Neoadjuvant Pembrolizumab and Lenvatinib for Mucosal Melanoma (Neo PeLeMM)

Melanoma Institute Australia

Status and phase

Withdrawn

Phase 2

Conditions

Mucosal Melanoma

Treatments

Drug: Lenvatinib

Drug: Pembrolizumab

Study type

Interventional

Funder types

Other

Industry

Identifiers

NCT05545969

MIA2022/442

Details and patient eligibility

About

In many cancers, early stage diagnosis and early treatment offers the best chance of a prolonged recurrence free- and overall survival. Neoadjuvant immunotherapy involves administering immune checkpoint inhibitors before surgical resection in high-risk resectable disease, such as mucosal melanoma. In resectable cancers, immune checkpoint inhibitors can enhance anti-tumour immunity by exploiting a competent immune system prior to surgery.

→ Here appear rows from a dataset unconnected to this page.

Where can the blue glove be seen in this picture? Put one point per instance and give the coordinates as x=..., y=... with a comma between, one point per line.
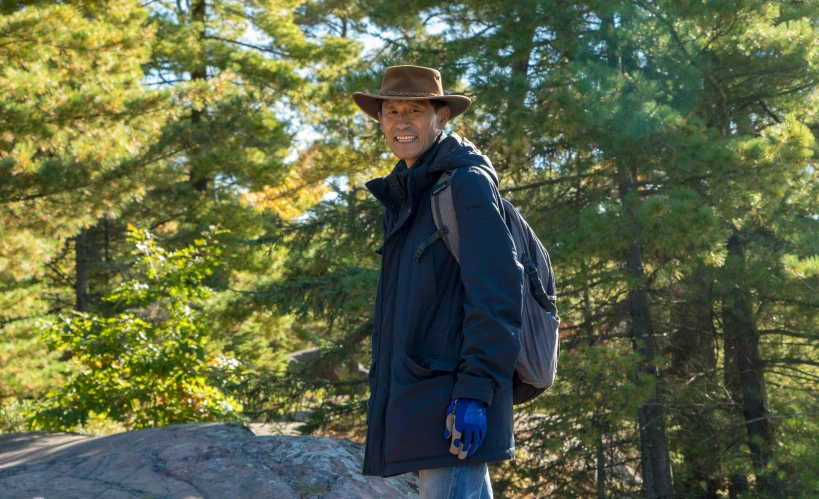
x=466, y=424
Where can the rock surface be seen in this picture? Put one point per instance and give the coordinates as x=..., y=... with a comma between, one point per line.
x=206, y=461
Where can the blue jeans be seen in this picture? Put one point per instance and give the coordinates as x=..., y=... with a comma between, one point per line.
x=457, y=482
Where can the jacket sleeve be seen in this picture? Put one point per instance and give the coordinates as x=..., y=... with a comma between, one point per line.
x=493, y=287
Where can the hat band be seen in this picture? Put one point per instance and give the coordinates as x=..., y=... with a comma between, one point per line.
x=411, y=94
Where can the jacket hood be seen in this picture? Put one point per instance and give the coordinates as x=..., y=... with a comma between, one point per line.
x=458, y=152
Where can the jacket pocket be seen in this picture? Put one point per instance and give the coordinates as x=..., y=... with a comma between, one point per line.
x=425, y=365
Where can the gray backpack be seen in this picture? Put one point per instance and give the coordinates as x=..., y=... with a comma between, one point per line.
x=537, y=361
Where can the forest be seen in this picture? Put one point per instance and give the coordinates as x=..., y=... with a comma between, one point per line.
x=185, y=234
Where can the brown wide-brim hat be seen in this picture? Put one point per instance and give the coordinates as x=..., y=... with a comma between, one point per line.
x=410, y=83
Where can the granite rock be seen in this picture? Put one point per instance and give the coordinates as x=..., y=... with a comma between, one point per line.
x=206, y=461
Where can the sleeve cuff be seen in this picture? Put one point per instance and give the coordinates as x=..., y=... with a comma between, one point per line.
x=473, y=388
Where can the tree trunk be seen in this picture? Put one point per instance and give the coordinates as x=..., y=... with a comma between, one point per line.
x=694, y=363
x=81, y=271
x=199, y=179
x=652, y=415
x=739, y=326
x=657, y=479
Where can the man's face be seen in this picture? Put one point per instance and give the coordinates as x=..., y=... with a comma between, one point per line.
x=411, y=126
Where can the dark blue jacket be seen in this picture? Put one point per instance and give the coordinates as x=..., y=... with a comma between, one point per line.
x=442, y=330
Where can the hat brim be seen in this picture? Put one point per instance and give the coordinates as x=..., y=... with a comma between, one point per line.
x=371, y=103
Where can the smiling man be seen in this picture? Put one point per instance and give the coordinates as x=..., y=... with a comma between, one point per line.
x=446, y=330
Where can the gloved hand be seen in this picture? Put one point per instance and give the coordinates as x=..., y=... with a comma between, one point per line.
x=466, y=424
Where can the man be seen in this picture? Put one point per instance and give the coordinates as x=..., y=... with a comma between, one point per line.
x=446, y=335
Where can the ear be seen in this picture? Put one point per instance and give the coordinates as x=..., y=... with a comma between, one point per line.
x=443, y=117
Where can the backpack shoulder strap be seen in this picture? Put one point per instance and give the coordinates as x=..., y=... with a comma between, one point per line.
x=443, y=212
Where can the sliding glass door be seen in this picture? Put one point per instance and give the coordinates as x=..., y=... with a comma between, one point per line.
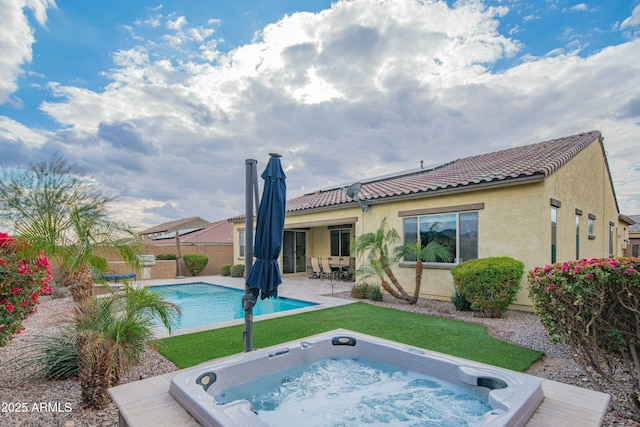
x=294, y=252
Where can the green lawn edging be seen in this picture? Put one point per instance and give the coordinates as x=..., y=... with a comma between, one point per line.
x=453, y=337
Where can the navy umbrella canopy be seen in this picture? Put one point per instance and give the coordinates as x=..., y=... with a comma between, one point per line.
x=264, y=276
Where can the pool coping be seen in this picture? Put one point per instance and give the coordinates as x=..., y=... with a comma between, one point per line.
x=317, y=292
x=148, y=402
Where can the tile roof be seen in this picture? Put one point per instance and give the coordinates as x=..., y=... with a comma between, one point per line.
x=541, y=159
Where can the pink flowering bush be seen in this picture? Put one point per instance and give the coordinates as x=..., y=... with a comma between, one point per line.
x=594, y=307
x=23, y=279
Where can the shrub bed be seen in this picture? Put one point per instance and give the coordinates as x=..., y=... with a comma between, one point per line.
x=594, y=307
x=23, y=278
x=489, y=284
x=195, y=263
x=237, y=270
x=360, y=290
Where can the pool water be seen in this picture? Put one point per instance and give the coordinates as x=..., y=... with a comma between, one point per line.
x=204, y=303
x=346, y=391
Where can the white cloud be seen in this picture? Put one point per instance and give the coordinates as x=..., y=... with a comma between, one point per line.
x=580, y=7
x=364, y=88
x=633, y=20
x=16, y=39
x=10, y=130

Activating antigen-specific T cells found in the primary or baseline tumour continue to exert anti-tumour effects on remaining neoplastic cells after the resection of the original tumour, potentially preventing recurrences from occurring.

In resectable mucosal melanoma, an opportunity exists to improve clinical outcomes with the addition of neoadjuvant and adjuvant systemic therapy with nivolumab and lenvatinib as an adjunct to surgery.

Sex

All

Ages

18 to 100 years old

Volunteers

No Healthy Volunteers

Inclusion criteria

Written informed consent
Histologically confirmed diagnosis of fully-resectable mucosal melanoma
Pathological ± clinical confirmation that the presenting lesion(s) does not represent metastasis from an unknown primary cutaneous or ocular melanoma
Measurable disease per RECIST
Availability of a newly obtained core or excisional biopsy of an affected lesion which has not been previously irradiated
Ability to swallow and retain oral medication
ECOG 0 - 1
Adequate organ function per laboratory values
Adequately controlled blood pressure with or without anti-hypertensive medications, defined as ≤ 150/90 mmHg at screening
Anticpated life expectabcy of > 12 months.

Exclusion criteria

A diagnosis of uveal or cutaneous melanoma
A WOCBP who has a positive serum pregnancy test within 72 hours prior to starting study treatment
Prior therapy with an anti-PD-1, anti-PD-L1, or anti PD L2 agent or with an agent directed to another stimulatory or co-inhibitory T-cell receptor for any disease
Prior systemic treatment for mucosal melanoma including investigational agents. Prior surgery is acceptable
Major surgery within 3 weeks prior to first dose of lenvatinib
Patients who have not recovered adequately from any toxicity from other permitted anti- cancer treatment regimens
Prior radiotherapy within 2 weeks of start of study treatment
Received a live vaccine or live-attenuated vaccine within 30 days before the first dose of study treatment
Patient is currently participating in or has participated in a study of an investigational agent or has used an investigational device within 4 weeks prior to the first dose of study treatment
A diagnosis of immunodeficiency or is receiving chronic systemic steroid therapy (in dosing exceeding 10 mg daily of prednisone equivalent) or any other form of immunosuppressive therapy within 14 days prior to the first dose of study treatment
Active autoimmune disease that has required systemic treatment in the past 12 months
Known additional malignancy that is progressing or has required active treatment within the past 3 years
Has known central nervous system metastases and/or carcinomatous meningitis
A history of (non-infectious) pneumonitis//interstitial lung disease that required steroids or has current pneumonitis or current interstitial lung disease
Active infection requiring systemic therapy
Known history of Human Immunodeficiency Virus, active Hepatitis B or C
Has a known history of active TB
A current diagnosis of any gastrointestinal condition that might affect the absorption of lenvatinib
Has a pre-existing ≥ Grade 3 gastrointestinal adverse event or a non-gastrointestinal fistula
Prolonged QT interval >480 ms
History of, or current cardiovascular disease
Has a history of, or a current bleeding or thrombotic disorders or patients at risk for severe haemorrhage
Active haemoptysis
Patients with a ≥2+ (≥100 mg/dL) proteinuria on urine dipstick testing
Pregnant or breastfeeding, or expecting to conceive or father children within the projected duration of the study
Has had an allogenic tissue/solid organ transplant.